Global Financial Services Outlook 2018: Uncomfortably Numb

S&P Global Ratings
Written By: Alexandre Birry, Brendan Browne and Dennis Sugrue
S&P Global Ratings
Written By: Alexandre Birry, Brendan Browne and Dennis Sugrue

Most rated banks and insurance companies around the globe will experience only moderate changes in their creditworthiness and performance in 2018, S&P Global Ratings said in a report published today.

S&P Global Ratings expects continuing global economic growth, stable financial conditions in most regions, and the still cautious stance of the major central banks to remain supporting factors.

"However, we also see increasing downside risks to financial stability, perhaps belying the sanguine signals that markets are currently sending," said one of the authors of the report, S&P Global Ratings credit analyst Alexandre Birry.

Considerable monetary stimulus over a protracted period appears to have driven a sharp rise in asset prices and numbed market volatility, even in the face of geopolitical uncertainty and a potential reduction in the size of central banks' balance sheets, Mr. Birry said.

All of which prompts the question whether monetary tightening by central banks--even if gradual--or other political events--such as Brexit or trade protection--could provoke unexpected market volatility and test the preparedness of banks and insurance companies. If this were to occur, it would threaten our base-case expectations and put pressure on ratings.

"On the upside, if the global economy grows at or beyond the 3.7% pace S&P Global's economists currently expect, the odds of considerable instability would certainly diminish," Mr. Birry added.

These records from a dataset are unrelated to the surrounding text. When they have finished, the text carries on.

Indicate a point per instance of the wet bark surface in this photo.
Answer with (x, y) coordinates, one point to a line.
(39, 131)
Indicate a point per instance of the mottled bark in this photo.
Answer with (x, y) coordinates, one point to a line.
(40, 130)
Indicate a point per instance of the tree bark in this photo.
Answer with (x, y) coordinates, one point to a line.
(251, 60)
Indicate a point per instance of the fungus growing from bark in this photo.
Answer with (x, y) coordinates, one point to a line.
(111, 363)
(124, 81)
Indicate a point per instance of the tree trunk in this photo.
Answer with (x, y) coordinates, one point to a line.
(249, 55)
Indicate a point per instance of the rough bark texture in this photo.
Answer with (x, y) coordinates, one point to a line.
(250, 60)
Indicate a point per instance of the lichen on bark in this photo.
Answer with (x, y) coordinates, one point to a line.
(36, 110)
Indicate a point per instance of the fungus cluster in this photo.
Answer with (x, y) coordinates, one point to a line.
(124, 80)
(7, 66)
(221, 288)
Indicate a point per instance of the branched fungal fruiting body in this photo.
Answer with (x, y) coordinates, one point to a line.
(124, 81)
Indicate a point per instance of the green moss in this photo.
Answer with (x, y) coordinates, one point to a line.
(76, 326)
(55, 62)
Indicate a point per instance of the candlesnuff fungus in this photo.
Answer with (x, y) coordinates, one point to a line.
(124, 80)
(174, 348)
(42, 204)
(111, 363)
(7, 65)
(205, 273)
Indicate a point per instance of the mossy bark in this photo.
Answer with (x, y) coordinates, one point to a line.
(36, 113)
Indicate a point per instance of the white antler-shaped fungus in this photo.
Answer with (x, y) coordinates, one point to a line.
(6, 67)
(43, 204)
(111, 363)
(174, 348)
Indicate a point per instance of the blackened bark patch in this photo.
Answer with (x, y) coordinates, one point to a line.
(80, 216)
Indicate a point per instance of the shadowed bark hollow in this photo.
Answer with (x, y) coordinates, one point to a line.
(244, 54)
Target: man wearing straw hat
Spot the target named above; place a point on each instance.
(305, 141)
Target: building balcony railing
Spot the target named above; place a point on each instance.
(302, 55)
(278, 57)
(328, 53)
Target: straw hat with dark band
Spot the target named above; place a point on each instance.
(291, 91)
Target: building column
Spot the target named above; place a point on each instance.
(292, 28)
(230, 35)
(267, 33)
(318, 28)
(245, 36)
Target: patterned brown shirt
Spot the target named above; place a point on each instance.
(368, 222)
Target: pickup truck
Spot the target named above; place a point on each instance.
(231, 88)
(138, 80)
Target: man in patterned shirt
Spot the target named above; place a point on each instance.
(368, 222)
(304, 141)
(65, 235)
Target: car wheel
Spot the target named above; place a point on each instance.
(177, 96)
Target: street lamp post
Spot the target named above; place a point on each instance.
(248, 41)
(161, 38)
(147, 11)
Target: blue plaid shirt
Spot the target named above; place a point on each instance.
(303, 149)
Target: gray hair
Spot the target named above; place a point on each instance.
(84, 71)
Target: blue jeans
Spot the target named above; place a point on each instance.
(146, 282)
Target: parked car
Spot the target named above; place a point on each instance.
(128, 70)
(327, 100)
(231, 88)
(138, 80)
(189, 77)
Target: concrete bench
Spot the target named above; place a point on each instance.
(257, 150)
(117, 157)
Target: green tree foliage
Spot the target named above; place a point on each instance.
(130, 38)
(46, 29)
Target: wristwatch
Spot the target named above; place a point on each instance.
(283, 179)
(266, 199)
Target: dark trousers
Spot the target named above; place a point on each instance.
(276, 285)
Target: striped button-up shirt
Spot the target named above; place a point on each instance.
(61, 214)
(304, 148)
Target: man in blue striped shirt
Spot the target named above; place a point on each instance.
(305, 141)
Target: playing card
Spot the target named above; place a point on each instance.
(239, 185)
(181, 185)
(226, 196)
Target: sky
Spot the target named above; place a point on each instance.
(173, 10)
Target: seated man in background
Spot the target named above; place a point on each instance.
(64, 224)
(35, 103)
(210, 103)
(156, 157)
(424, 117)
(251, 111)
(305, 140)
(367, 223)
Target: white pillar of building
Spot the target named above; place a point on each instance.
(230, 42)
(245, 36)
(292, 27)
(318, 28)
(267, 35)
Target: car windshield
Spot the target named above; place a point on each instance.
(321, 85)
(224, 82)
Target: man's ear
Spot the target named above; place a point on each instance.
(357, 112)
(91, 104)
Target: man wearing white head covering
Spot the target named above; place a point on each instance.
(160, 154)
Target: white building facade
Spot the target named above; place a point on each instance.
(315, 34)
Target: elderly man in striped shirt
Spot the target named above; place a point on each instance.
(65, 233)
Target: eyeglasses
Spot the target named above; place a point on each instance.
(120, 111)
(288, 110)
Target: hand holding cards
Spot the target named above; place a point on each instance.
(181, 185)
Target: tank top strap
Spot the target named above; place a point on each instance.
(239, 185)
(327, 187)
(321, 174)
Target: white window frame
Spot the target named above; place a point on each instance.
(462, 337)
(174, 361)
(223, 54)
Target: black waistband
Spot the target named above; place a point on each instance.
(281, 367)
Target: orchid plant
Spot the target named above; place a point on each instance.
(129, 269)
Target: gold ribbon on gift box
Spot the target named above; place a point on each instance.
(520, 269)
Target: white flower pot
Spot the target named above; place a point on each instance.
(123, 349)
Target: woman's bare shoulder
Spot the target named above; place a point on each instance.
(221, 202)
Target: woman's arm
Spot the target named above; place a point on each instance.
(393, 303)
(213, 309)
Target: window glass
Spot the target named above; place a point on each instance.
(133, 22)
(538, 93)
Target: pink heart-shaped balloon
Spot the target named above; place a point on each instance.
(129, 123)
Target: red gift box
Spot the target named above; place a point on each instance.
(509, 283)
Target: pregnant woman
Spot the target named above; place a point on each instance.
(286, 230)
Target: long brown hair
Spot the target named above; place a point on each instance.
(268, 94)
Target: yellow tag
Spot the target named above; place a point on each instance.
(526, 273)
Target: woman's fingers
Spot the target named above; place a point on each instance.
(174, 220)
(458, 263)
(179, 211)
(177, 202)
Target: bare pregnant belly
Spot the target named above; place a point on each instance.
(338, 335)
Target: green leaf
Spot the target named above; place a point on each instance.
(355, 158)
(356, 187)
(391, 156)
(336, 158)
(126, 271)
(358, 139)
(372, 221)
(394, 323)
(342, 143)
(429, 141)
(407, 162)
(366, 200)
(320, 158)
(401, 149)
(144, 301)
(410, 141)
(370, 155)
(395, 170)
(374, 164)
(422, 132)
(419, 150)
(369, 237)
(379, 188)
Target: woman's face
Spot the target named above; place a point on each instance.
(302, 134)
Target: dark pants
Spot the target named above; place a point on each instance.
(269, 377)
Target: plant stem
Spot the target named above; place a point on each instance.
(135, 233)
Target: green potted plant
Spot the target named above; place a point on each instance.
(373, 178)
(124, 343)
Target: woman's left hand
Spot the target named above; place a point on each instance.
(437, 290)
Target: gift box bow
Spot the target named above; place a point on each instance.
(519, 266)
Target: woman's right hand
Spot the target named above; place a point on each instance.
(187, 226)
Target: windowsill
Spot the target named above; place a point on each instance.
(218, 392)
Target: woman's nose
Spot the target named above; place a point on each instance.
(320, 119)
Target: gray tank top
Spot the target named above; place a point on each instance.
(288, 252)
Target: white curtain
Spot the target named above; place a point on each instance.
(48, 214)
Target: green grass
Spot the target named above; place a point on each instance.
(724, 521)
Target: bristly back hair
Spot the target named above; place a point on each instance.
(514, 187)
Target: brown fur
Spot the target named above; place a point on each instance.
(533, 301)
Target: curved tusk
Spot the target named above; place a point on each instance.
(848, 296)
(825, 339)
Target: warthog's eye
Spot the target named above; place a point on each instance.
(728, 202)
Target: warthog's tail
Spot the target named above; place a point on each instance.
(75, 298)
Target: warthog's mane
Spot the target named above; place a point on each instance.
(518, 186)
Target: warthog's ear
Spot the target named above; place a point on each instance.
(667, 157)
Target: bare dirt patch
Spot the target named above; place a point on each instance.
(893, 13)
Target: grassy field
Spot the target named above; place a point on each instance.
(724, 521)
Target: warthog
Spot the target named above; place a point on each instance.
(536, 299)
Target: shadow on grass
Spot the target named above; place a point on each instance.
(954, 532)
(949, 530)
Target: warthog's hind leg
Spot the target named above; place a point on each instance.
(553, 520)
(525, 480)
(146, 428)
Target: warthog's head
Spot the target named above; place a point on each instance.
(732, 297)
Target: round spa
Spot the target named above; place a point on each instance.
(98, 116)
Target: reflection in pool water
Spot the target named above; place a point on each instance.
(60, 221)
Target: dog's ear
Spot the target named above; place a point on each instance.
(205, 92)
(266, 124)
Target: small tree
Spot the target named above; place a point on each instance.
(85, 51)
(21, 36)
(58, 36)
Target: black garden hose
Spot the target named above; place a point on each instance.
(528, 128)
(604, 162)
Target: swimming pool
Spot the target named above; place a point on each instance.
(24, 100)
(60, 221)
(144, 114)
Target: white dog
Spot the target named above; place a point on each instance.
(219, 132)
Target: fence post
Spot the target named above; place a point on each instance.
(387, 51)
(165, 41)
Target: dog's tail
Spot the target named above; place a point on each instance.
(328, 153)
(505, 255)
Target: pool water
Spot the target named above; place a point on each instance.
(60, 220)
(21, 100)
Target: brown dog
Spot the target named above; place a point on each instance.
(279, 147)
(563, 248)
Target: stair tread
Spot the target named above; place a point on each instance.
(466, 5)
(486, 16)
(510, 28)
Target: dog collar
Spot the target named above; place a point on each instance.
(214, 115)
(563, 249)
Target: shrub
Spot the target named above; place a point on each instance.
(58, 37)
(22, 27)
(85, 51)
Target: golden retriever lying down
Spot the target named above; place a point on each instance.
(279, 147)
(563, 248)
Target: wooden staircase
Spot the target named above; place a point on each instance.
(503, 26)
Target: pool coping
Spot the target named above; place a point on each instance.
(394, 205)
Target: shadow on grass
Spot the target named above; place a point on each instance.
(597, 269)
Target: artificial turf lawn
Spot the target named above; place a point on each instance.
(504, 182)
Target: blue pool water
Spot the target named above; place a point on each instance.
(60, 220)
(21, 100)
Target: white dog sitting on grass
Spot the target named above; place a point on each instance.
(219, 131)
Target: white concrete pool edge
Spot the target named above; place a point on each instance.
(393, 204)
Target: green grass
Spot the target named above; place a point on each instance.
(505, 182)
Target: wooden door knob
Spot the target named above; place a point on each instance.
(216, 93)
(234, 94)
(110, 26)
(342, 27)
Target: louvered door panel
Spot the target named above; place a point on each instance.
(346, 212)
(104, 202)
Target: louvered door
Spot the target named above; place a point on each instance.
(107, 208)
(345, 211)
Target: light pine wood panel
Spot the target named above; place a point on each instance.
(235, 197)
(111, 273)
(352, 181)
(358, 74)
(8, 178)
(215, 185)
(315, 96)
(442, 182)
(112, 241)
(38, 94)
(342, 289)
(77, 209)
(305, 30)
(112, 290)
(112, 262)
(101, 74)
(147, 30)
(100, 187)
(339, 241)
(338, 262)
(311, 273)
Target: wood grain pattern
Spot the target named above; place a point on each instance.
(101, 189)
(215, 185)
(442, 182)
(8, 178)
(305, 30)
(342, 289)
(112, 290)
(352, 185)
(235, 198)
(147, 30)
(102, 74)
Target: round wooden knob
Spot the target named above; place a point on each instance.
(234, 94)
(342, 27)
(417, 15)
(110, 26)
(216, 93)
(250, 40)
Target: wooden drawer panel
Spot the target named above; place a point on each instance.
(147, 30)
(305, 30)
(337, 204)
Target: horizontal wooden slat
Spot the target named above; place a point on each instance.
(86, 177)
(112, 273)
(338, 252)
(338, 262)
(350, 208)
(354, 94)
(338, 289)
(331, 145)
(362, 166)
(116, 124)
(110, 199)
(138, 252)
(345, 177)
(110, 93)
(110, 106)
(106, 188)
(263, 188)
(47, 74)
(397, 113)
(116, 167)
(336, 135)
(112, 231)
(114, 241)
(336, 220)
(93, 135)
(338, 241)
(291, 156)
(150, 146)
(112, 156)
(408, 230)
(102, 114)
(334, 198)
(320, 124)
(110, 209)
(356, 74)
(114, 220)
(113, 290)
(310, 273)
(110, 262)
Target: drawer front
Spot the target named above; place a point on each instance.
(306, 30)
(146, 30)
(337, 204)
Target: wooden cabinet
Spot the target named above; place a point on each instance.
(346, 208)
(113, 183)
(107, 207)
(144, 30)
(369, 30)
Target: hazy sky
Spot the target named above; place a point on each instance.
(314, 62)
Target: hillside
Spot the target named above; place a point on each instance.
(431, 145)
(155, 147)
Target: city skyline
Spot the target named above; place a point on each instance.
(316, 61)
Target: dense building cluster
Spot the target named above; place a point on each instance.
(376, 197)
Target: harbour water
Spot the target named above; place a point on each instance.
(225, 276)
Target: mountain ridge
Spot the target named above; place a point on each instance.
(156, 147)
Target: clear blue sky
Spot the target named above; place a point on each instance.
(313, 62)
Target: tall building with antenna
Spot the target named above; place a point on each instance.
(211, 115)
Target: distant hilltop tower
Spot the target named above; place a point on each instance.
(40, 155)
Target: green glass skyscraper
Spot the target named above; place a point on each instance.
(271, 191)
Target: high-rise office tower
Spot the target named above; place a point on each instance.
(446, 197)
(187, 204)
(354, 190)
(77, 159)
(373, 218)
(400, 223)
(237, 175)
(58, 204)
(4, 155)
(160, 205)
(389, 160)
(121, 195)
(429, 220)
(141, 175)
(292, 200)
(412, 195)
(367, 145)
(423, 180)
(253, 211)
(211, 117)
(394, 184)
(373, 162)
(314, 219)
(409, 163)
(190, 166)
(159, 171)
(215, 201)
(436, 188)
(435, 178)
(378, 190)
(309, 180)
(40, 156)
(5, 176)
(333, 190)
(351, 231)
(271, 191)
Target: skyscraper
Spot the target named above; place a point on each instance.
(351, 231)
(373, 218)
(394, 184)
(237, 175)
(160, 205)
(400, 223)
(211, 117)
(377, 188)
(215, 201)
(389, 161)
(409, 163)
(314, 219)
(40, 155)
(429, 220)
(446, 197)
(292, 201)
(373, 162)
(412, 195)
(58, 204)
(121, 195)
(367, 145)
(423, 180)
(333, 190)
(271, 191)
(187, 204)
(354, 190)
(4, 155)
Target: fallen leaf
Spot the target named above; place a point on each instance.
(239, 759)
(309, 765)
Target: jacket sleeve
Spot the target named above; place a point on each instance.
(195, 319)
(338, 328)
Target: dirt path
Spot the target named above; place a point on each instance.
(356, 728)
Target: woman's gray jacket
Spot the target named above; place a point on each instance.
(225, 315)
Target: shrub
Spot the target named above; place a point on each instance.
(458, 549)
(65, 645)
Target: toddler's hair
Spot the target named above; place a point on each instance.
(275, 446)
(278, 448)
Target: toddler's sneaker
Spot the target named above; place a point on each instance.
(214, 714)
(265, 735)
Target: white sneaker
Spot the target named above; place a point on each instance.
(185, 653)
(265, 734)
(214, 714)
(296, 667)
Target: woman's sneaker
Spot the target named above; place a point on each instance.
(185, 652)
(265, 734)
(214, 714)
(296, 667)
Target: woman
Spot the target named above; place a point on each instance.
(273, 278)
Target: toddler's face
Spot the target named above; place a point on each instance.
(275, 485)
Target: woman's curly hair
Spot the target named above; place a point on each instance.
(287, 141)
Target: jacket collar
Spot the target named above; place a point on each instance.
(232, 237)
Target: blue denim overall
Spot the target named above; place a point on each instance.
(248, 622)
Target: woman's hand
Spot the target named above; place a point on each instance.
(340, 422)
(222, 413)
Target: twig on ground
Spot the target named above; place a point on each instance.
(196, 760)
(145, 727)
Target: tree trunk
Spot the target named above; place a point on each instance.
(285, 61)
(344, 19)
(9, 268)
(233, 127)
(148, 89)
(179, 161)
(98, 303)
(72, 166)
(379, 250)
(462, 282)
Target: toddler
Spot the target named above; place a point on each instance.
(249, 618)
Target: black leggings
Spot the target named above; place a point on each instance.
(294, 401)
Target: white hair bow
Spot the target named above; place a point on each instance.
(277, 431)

Beyond the global macroeconomic story, we believe that common drivers of a regulatory, political, and monetary nature will lead to divergence in the credit outlook regionally, and between the various financial services sectors.

Key Takeaways

  • We expect continuing global economic growth, stable financial conditions in most regions, and the still cautious stance of the major central banks will remain supporting factors for financial services in 2018.
  • However, we think downside risks to financial stability and our forecast have increased, belying the sanguine market conditions.
  • Common drivers of a regulatory, political, and monetary nature are likely to lead to divergence in regional credit outlooks, and between the various financial services sectors.
  • For banks, regulatory regimes are moving into implementation and execution, while insurers are facing significant changes to the prudential regulatory frameworks in many regions.
  • In a number of regions, we believe that political risk will continue to drive risk to the downside for financial services ratings, affecting developed and emerging economies alike.
  • Awareness around the potential impact of environmental, social, and governance (ESG) risks and opportunities will continue to grow.